A day after the medical officer of health strongly discouraged non-essential visitors coming to the Kingston region, the health unit is now asking residents to be kind to essential workers and visitors.
“We are home to a military base, correctional and regional health-care facilities, post-secondary institutions, and innovative construction projects. As a result, we have many temporary residents, visitors, and essential workers who may not have identification with a local address working, attending or visiting these sites in our community,” Moore said in a statement Wednesday.
This comes the same day the region exited the province’s state of emergency and entered the green level of its regional COVID-19 reopening framework.
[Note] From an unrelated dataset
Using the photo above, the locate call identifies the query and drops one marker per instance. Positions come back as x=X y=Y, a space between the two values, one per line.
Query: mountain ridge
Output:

“KFL&A Public Health is asking everyone to be understanding and welcoming. Temporary residents, visitors, and essential workers need to continue to access services in our community. Please show kindness,” he said in a statement Wednesday.
The health unit said that temporary visitors include someone who is going to the hospital for health care appointments, going to see a long-term care resident or visiting a correctional facility.
Tuesday, the medical officer of health spoke strongly about the prospect of visitors from still-locked-down locations in the province coming to the region.
“This green is for us. It’s for our community. And I, frankly, think we deserve it. But it’s not for anywhere else in Ontario that is not in green,” he said Tuesday.
He then went on to say that the health unit was considering implementing a local Section 22 order that might require local businesses to only serve residents of the KFL&A region or another green zone in the province. He made it clear that this would not be the first course of action, nor would it apply to essential workers and visitors.
He then said, for now, local businesses had the right to refuse to serve people from other regions.
“Any independent business has the right to request ID for someone entering into their business, I think, and can limit it to local business, local people from KFLA. That is their right as a business to control who enters their business. I’m not condoning that, but I know some businesses have done that in KFLA,” he said Tuesday.
Not long afterward, Dr. Piotr Oglaza, medical officer of health for Hastings Prince Edward region, implemented such an order, making it mandatory for local businesses to ask where their customers were from.
Oglaza made it clear that the order was not punitive, and did not require business owners to ask for identification, but would allow them to deny customers if they identified themselves as being from other regions.